Noodle Salad with Thai Peanut or Orange-Maple Miso…take your pick?!
June 24, 2015
This salad I tried last weekend….quite tasty & choice of two dressings – or a little of both for something different?! I’ve made a couple of modifications ingredient wise – take your pick…. 🙂
For the Thai Peanut Sauce:
1 large clove garlic
2 Tbsp sesame seeds
3 Tbsp peanut butter (or almond)
2 tsp grated fresh ginger
3 Tbsp fresh lime juice
2 Tbsp low-salt tamari
1-2 tsp raw sugar
For the Orange-Maple Miso
3 Tbsp Miso
2 Tbsp rice vinegar
1 Tbsp sesame oil
1/4C fresh orange juice
1 Tbsp water
1 tsp maple syrup (or agave)
For the Salad:
115g gluten-free soba noodles (or rice noodles)
Extra virgin olive oil , for noodles
1 bag frozen shelled edamame (soy beans, or cannellini beans)
1 red capsicum, diced
1/2 cucumber, diced
1 carrot, julienned
4 shallots, chopped
1/4 C fresh coriander leaves, chopped
Sesame seeds for serving
For Thai sauce, use a mini food processor to combine garlic, sesame oil, peanut butter, ginger, lime juice, tamari, sugar & 2-3 Tbsp water.
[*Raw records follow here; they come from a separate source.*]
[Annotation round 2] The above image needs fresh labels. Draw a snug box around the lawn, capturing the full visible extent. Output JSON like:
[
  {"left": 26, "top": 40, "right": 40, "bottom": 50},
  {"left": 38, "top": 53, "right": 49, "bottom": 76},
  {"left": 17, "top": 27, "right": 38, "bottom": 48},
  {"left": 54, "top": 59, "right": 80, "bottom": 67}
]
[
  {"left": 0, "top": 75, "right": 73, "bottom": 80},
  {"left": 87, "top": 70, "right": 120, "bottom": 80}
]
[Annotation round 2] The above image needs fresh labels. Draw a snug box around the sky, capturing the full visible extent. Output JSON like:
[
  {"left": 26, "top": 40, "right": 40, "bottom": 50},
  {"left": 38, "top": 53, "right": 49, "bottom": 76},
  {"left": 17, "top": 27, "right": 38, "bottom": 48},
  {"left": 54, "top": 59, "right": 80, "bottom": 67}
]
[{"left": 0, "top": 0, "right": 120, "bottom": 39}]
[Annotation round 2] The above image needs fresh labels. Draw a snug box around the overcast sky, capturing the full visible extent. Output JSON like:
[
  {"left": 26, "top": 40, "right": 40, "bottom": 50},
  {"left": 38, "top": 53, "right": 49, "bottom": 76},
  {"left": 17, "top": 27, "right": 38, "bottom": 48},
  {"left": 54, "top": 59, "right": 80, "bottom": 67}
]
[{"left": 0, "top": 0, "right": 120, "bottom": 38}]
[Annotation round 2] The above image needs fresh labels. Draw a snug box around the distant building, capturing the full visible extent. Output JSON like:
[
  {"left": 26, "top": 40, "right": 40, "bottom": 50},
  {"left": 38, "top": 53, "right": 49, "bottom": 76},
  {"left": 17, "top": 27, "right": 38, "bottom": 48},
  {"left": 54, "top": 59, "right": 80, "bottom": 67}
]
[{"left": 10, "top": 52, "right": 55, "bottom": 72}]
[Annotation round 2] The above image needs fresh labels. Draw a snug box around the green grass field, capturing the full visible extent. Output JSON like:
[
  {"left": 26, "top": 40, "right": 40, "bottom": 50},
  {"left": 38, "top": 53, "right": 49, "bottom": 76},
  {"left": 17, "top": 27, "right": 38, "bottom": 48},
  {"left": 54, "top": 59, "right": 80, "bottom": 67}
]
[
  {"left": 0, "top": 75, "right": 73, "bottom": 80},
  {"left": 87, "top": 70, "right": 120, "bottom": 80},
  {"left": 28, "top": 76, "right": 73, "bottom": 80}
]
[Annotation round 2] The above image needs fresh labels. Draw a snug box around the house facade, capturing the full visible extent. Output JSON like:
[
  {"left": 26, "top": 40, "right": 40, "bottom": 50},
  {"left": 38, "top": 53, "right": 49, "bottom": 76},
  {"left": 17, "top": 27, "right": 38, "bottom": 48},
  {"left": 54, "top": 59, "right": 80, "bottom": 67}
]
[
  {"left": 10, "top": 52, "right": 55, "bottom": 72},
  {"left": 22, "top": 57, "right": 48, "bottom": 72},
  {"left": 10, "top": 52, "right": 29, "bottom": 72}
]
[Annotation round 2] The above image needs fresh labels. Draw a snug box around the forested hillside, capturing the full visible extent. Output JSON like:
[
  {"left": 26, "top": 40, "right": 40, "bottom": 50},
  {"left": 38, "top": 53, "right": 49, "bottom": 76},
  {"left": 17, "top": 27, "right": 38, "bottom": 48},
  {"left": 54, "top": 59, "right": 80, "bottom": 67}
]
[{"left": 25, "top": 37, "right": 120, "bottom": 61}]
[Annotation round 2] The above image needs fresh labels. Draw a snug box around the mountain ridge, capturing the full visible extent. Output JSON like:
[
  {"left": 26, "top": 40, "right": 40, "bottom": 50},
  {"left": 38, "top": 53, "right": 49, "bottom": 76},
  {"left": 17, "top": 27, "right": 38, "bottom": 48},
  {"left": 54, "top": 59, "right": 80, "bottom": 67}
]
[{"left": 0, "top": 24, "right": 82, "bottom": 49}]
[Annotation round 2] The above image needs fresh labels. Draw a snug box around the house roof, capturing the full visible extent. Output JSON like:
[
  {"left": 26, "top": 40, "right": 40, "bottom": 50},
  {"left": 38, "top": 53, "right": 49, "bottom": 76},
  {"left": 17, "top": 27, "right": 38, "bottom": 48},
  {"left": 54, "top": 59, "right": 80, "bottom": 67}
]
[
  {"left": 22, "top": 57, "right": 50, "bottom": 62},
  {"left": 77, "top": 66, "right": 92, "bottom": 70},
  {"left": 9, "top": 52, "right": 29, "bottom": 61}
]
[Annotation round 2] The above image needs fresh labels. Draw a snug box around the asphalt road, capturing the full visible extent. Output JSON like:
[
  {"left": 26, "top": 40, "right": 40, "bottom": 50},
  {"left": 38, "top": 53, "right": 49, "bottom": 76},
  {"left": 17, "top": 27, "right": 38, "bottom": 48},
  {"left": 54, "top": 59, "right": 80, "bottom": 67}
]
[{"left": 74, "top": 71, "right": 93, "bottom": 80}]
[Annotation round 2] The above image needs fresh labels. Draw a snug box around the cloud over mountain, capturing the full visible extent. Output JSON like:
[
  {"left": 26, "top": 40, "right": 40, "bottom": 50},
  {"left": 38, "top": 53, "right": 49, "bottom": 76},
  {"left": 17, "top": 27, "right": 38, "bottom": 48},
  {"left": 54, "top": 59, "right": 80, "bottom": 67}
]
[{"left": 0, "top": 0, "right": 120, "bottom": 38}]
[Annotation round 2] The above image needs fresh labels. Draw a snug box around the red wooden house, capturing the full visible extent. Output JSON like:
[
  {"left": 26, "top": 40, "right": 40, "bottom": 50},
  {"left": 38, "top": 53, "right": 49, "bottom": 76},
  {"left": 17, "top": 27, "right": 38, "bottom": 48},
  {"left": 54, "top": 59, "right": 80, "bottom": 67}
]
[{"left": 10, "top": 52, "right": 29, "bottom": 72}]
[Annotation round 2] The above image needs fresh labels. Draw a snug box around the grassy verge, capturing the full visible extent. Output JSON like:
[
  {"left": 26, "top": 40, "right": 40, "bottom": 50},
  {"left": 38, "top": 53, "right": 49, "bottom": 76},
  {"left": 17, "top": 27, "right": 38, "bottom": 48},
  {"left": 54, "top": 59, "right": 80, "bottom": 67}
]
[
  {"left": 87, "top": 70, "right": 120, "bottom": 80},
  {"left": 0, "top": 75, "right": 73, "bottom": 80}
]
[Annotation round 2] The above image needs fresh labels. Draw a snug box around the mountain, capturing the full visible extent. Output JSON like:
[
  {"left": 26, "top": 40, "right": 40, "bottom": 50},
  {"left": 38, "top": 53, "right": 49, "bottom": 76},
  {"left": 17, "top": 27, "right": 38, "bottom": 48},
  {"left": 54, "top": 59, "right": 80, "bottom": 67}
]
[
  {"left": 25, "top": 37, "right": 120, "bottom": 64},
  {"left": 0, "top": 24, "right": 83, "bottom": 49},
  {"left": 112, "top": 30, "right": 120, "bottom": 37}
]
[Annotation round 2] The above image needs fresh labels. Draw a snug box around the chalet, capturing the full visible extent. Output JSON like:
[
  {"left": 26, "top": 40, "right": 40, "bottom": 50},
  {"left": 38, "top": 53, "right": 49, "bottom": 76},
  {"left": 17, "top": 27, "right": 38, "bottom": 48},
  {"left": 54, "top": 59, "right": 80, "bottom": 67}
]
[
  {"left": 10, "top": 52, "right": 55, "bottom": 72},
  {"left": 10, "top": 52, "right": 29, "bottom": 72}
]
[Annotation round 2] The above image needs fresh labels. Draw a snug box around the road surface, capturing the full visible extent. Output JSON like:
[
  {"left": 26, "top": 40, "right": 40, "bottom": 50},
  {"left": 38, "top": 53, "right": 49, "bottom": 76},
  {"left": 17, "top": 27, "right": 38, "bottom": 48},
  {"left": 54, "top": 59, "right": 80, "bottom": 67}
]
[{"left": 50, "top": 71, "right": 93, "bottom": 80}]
Process until combined.
For the Orange-Maple Miso dressing, combine the miso, vinegar, sesame oil, orange juice, maple syrup & water in mini processor & combine well.
To make the salad, cook the noodles according to instructions on package, be sure not to over cook. Drain noodles & rinse under cold water. Transfer to large bowl & toss them with a drizzle of olive oil until combined. Add the beans, capsicum, carrots, cucumber, shallots, & coriander to the noodles & toss until well combined.
Pour your desired dressing over the salad & toss to coat. Portion salad into 4 bowls, sprinkle with sesame seeds & shallots. Serve with leftover dressing on the side.
Any leftover dressing will keep for one week in airtight container in the fridge.